Het schoolplan dat de laatste keer met instemming van uw mr is vastgesteld, blijft vier jaar geldig. Bespreek eenmaal per jaar of bijstellingen nodig zijn en ruim extra tijd in als het moment van vernieuwing aanbreekt. Besprekingen over een nieuw schoolplan gaan niet uitsluitend over dat ene document, want het hangt sterk samen met koers en visie van de organisatie – en die heeft vermoedelijk meerdere scholen onder haar hoede. Als het tijd is om de schoolplannen te vernieuwen, zouden het college van bestuur en de gmr een bredere discussie over de koers moeten voeren. Die hoort zich niet af te spelen in het luchtledige, dus houd contact met de gmr en claim als school en medezeggenschapsraad de ruimte om mee te praten, op welk niveau dan ook. Reken op meerdere gespreksrondes.

7. Onderlinge verhoudingen.

De waan van de dag en de dwang van de agenda leiden al snel tot volle overlegvergaderingen. Ruim in de planning dus ook tijd in om eenmaal per jaar na te gaan hoe het ervoor staat met de onderlinge verhoudingen. Hoe denken de mr-leden over de gang van zaken in eigen kring? Wat voor mr willen ze zijn? Is de verhouding met de overlegpartner goed genoeg, optimaal, of zijn er verbeterpunten? Medezeggenschappers kunnen een eigen ‘heidag’ houden met een adviseur om het over strategie en rolverdeling te hebben. Denk bij dit alles vervolgens aan de andere kant van de overlegtafel: een stevige medezeggenschapsraad durft ook aan te horen hoe de gesprekspartner een en ander evalueert.

8. Verkiezingen.

De procedures voor kandidaatstelling en stemming verdienen aandacht in het activiteitenplan als het een verkiezingsjaar is. Dan is er een verkiezingscommissie nodig. Ook buiten zulke jaren verdienen verkiezingen een plekje in de jaarplanning. Sta eenmaal per jaar stil bij het rooster van aftreden en bespreek hoe de huidige mr-leden opvolgers kunnen werven. Want hoe fijn het ook is als kandidaten zich spontaan melden, dat enthousiasme komt in de praktijk nog veel te weinig voor.

9. Scholing en ondersteuning mr-leden.

Goede en evenwichtige medezeggenschap ontstaat als de mr-leden weten waar ze het over hebben. Dat gaat niet vanzelf, dus neem in de jaarplanning ruimte op voor mr-scholing. De AOb heeft een reeks mr-cursussen in het scholingspakket, waarbij de trainer desgewenst naar de school toe komt.
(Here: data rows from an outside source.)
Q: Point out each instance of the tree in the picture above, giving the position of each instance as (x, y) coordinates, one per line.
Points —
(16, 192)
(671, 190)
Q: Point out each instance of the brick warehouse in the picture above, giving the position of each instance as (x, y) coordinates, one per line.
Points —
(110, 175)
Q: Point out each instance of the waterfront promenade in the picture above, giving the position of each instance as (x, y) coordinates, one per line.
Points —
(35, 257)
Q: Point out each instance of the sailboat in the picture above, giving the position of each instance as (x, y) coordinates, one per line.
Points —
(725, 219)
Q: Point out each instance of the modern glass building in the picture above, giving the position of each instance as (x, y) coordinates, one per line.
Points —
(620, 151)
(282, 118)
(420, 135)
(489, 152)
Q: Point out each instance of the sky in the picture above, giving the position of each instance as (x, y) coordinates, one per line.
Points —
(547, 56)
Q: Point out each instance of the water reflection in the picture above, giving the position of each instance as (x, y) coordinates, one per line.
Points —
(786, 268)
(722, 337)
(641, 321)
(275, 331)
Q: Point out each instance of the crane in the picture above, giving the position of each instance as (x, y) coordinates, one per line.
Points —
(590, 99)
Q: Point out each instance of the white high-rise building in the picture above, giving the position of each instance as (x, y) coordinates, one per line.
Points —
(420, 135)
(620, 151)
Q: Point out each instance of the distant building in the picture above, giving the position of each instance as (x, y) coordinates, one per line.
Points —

Over het geld hoeft de mr niet te onderhandelen; scholing is een essentieel onderdeel van het takenpakket, net zoals bij bestuurders. Datzelfde geldt voor een abonnement op het mr-servicepakket voor directe ondersteuning.

10. Communicatie.

Medezeggenschappers hebben mandaat omdat ze zijn gekozen, maar ze handelen niet op eigen houtje. Contact met de achterban is een essentiële taak, dus hoort in de jaarplanning. Spreek minimaal af dat er na iedere mr-vergadering een nieuwsbrief of ander bulletin verschijnt over de behandelde onderwerpen. Zulke informatie aan de achterban hoeft niet te wachten tot er duidelijkheid bestaat over alle details. Integendeel, zolang er nog bewegingsruimte is, kan de achterban met aanvullingen komen en zinnige vragen stellen. Een meningspeiling onder de achterban kan als mogelijk toe te passen instrument ook vermeld staan in de jaarplanning. Of het nodig is, blijkt tijdens de uitvoering vanzelf. Vergeet tot slot niet om het mr-jaarverslag te maken en te delen met de achterban.